= James Thomson (executive) =

James JA. Thomson is an American businessman who was the RAND Corporation's president and chief executive officer from August 1989 through October 2011 and a member of the RAND staff since 1981.

==Education==
Thomson holds a B.S. in physics from the University of New Hampshire (1967) and an M.S. and Ph.D. in physics from Purdue University. He was a postdoctoral research associate in physics (1972) and did basic research in experimental nuclear physics (1972–1974) at the University of Wisconsin–Madison. He has honorary doctorates from Purdue University, Pepperdine University, and the University of New Hampshire.

==Career==
Thomson previously served as director of RAND's research programs in national security, foreign policy, defense policy, and arms control; vice president in charge of the Project AIR FORCE division; and executive vice president.
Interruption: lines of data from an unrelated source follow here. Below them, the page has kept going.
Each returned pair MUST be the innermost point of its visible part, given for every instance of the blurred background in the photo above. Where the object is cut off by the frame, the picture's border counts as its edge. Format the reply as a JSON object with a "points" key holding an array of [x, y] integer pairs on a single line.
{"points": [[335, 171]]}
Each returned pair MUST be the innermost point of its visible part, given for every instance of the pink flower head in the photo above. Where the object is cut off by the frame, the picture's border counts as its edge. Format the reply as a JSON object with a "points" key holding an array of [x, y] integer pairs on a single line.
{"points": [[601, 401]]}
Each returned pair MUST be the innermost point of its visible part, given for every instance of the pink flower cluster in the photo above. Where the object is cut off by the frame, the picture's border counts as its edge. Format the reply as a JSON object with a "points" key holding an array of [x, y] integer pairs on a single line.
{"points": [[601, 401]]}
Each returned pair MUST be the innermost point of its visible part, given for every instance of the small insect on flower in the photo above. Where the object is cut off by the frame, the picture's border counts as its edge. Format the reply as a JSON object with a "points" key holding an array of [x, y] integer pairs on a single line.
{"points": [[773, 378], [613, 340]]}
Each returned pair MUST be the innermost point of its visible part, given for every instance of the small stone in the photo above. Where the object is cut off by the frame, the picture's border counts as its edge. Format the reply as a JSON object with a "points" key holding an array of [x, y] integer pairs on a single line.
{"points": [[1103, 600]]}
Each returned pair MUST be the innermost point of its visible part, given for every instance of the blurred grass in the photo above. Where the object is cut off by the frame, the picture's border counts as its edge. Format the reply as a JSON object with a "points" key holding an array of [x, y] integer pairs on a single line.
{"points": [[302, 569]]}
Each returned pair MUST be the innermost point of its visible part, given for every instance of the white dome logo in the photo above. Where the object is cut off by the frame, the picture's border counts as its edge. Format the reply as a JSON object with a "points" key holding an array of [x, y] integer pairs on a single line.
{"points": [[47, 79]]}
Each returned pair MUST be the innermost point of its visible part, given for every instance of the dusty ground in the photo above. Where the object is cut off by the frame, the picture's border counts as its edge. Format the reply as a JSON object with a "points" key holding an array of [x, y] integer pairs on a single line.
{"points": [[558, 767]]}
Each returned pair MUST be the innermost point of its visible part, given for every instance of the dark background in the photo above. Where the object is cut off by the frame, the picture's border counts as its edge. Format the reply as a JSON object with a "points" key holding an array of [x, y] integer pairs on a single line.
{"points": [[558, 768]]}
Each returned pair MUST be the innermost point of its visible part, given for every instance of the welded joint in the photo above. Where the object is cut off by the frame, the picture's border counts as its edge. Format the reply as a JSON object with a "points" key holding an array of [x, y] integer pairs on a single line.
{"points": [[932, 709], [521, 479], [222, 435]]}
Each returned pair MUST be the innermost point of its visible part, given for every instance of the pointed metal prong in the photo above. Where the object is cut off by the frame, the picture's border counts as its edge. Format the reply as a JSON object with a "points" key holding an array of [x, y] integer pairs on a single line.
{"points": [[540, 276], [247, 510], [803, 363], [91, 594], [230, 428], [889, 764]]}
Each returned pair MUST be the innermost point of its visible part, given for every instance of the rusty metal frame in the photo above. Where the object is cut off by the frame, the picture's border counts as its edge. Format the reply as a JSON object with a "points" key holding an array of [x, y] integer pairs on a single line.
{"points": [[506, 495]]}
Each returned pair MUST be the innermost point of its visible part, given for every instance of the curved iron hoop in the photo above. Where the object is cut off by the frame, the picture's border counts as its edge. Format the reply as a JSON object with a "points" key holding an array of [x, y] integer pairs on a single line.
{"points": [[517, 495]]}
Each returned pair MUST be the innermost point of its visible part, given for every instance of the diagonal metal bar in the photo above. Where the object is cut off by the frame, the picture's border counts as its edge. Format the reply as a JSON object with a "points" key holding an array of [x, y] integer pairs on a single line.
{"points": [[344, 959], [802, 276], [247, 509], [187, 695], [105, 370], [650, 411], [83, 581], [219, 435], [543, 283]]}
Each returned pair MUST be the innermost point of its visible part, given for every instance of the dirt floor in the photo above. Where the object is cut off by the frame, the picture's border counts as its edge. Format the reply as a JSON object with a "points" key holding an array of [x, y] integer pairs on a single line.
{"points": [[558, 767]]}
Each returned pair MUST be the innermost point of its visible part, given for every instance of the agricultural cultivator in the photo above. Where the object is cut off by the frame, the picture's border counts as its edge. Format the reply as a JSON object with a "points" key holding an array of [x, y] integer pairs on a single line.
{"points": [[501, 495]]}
From 1977 to January 1981, Thomson was a member of the National Security Council staff at the White House, where he was primarily responsible for defense and arms control matters related to Europe. He was on the staff of the Office of the Secretary of Defense, 1974-1977.

==Affiliations==
Thomson is a member of the Council on Foreign Relations, New York; the International Institute for Strategic Studies, London; and the board of the Los Angeles World Affairs Council. He is a director of AK Steel Corporation, Encysive Pharmaceuticals, and Object Reservoir.